As we point out in another post, mixing human and animal perverts both natures, dehumanizing the former while objectifying the latter. Men and women, like animals, are better off as men and women or as animals than they would be as manimals or womanimals. By being hybridized as chimeras, neither human nor animal is improved.

Compared to humans animals are not, by nature, very bright. They live mostly by instinct, unable to comprehend the ways of men and women, whom, according to scientists, they regard as alpha members of the pack of which they themselves are lesser members. Unfortunately, with intelligence comes the capacities for treachery, infidelity, malice aforethought, and all manner of other evils. There are no innocent adults, and even children are often cruel to one another. They do not need teachers; such cruelty comes naturally to them. An animal, especially a domesticated one, is more innocent than any child.

By mixing humans and beasts, as Dr. Moreau did, both are made different and are devalued in the process. Indirectly, through is hybrid creatures, Dr. Moreau causes the deaths of others, but his greater crime is the immorality of vivisection as the means he employs for grafting human beings and animals. His means to his ends set him apart in his villainy, just as does Dr. Jekyll's means to his ends set him apart for the same reason.


Dr. Griffin

Humans depend upon their five senses to perceive the world. Primarily, they depend upon sight. To render oneself or anything else invisible is to eliminate the sense of sight, at least as it concerns the persons or objects made invisible. Invisibility blinds us, and blindness hampers our powers to conduct reconnaissance or surveillance and to protect ourselves and defend others. To confer invisibility upon someone or something is to disable those who are thus deprived sight of the person or thing made invisible.

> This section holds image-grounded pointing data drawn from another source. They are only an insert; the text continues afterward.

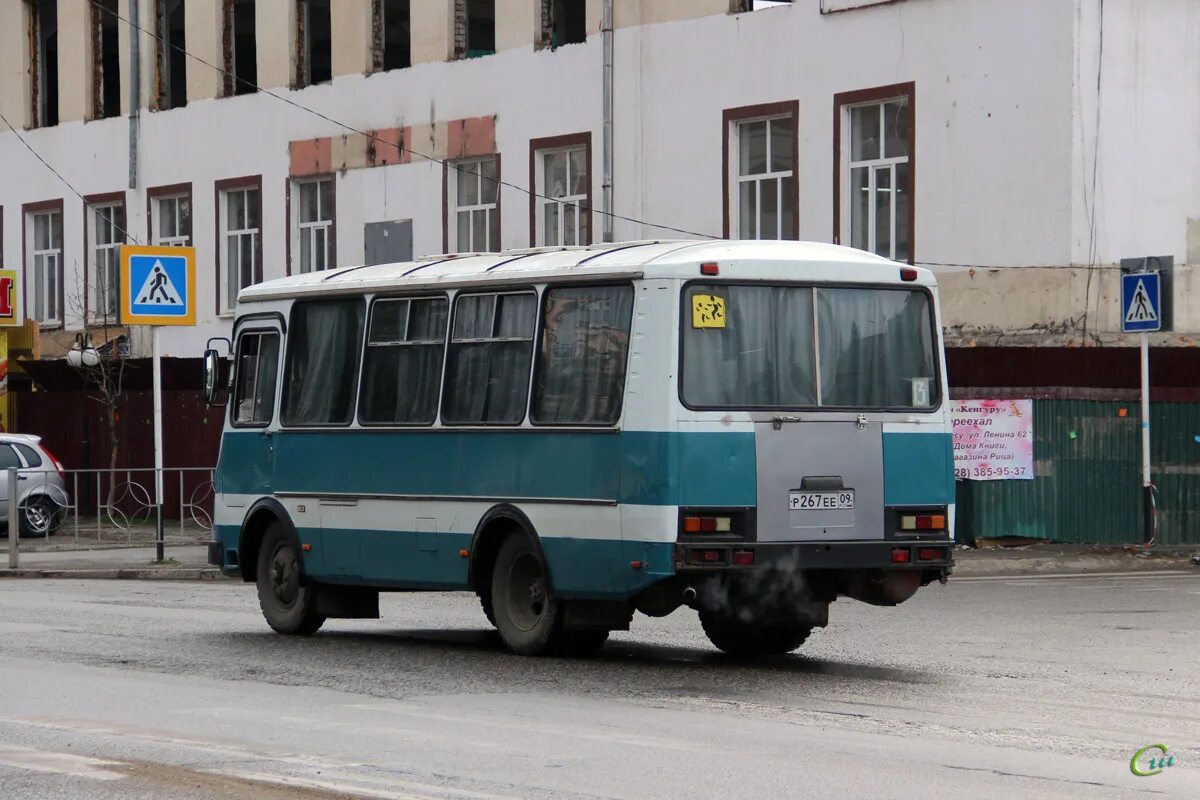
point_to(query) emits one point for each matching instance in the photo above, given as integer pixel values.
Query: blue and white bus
(748, 428)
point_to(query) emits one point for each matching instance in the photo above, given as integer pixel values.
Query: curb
(126, 573)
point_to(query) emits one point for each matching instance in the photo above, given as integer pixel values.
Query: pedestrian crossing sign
(1141, 308)
(157, 286)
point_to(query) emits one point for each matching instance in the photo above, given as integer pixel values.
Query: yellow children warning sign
(707, 311)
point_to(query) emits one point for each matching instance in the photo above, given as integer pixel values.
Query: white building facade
(1020, 148)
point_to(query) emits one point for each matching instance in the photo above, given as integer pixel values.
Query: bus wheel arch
(258, 521)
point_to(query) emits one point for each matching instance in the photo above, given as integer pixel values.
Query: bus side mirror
(216, 376)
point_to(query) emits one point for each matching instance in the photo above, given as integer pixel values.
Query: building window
(315, 42)
(172, 54)
(393, 48)
(563, 22)
(240, 47)
(474, 28)
(43, 62)
(240, 240)
(760, 180)
(45, 236)
(562, 174)
(106, 89)
(171, 216)
(874, 143)
(402, 366)
(315, 224)
(487, 365)
(106, 234)
(474, 203)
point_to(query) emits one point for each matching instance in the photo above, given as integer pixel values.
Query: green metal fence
(1087, 485)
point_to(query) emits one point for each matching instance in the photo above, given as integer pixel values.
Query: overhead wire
(375, 138)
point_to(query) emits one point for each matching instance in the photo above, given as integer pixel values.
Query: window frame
(258, 330)
(841, 104)
(28, 211)
(498, 290)
(732, 118)
(937, 383)
(543, 295)
(538, 148)
(450, 206)
(221, 188)
(155, 194)
(91, 204)
(297, 227)
(366, 341)
(286, 362)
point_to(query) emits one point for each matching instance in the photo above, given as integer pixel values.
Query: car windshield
(804, 347)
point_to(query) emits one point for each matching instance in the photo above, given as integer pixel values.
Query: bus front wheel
(742, 638)
(288, 606)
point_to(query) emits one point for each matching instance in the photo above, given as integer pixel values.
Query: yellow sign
(157, 286)
(10, 299)
(707, 311)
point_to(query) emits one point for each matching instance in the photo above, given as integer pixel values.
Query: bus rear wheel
(288, 606)
(747, 639)
(526, 612)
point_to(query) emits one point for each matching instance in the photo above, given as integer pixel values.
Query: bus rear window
(803, 347)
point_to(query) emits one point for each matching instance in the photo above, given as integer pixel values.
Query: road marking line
(40, 761)
(1152, 573)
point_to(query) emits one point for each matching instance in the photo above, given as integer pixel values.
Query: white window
(173, 221)
(106, 234)
(875, 204)
(473, 208)
(239, 234)
(564, 198)
(46, 254)
(763, 193)
(315, 224)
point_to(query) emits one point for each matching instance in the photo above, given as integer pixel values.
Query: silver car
(41, 488)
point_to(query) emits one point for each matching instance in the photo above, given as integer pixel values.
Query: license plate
(821, 500)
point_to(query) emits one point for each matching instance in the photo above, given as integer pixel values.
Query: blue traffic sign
(157, 286)
(1141, 307)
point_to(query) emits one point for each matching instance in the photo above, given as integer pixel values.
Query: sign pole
(157, 443)
(1147, 488)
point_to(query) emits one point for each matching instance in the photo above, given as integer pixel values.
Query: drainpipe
(135, 91)
(606, 187)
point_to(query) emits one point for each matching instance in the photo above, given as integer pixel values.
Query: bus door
(820, 476)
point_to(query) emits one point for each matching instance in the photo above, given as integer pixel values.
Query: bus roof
(649, 259)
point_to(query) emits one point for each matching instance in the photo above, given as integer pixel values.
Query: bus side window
(258, 361)
(581, 362)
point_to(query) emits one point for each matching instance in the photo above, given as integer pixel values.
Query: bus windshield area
(808, 347)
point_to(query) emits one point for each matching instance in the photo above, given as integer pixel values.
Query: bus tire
(288, 606)
(526, 612)
(738, 638)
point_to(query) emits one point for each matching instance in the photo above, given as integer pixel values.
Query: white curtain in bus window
(402, 367)
(487, 366)
(876, 348)
(581, 367)
(759, 355)
(258, 361)
(323, 359)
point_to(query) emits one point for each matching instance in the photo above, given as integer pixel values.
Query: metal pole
(607, 79)
(13, 521)
(1147, 488)
(157, 443)
(135, 91)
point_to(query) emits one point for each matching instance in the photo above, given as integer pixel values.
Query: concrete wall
(997, 169)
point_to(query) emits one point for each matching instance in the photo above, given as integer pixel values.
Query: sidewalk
(190, 561)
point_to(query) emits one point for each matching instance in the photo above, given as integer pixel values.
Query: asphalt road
(983, 689)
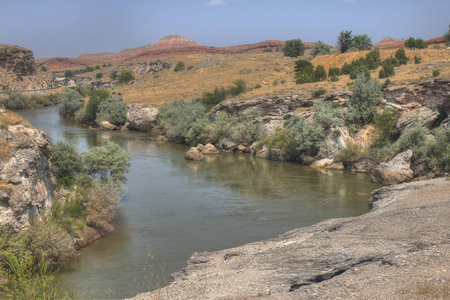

To use a unique and extraordinarily effective ability against others, leaving them vulnerable and defenseless is tantamount to betrayal. Dr. Griffin's invisibility allows him to accomplish just such an immoral act. Instead of using his power to benefit others, he abuses it, even committing acts of murder. Again, his ends to his means is worse than the deaths he inflicts upon his victims, because these ends set him apart from his peers as not only ruthless but also inhuman.

* * *

Stevenson and Wells, although not, perhaps, in the first rank of literature, many might contend, are, nonetheless, superior to the vast majority of writers of their time or, indeed, of any time. The quality of their writing, its urbane and sophisticated style, the subtlety of their novels' various themes, their superb craftsmanship, their attention to detail, and the unhurried manner of their narratives, in which, most often, structure and function are so perfectly balanced as to appear to be one and the same thing, make their stories of such a character that the morality of the tales are not overwhelmed by the sensationalism of their plots. Directly, or by proxy, Dr. Jekyll, Dr. Moreau, and Dr. Griffin are serial murderers. Although their criminal deeds are described in lurid detail, the murders they commit, as extravagant as they are, do not cloud the moral implications of their heinous acts.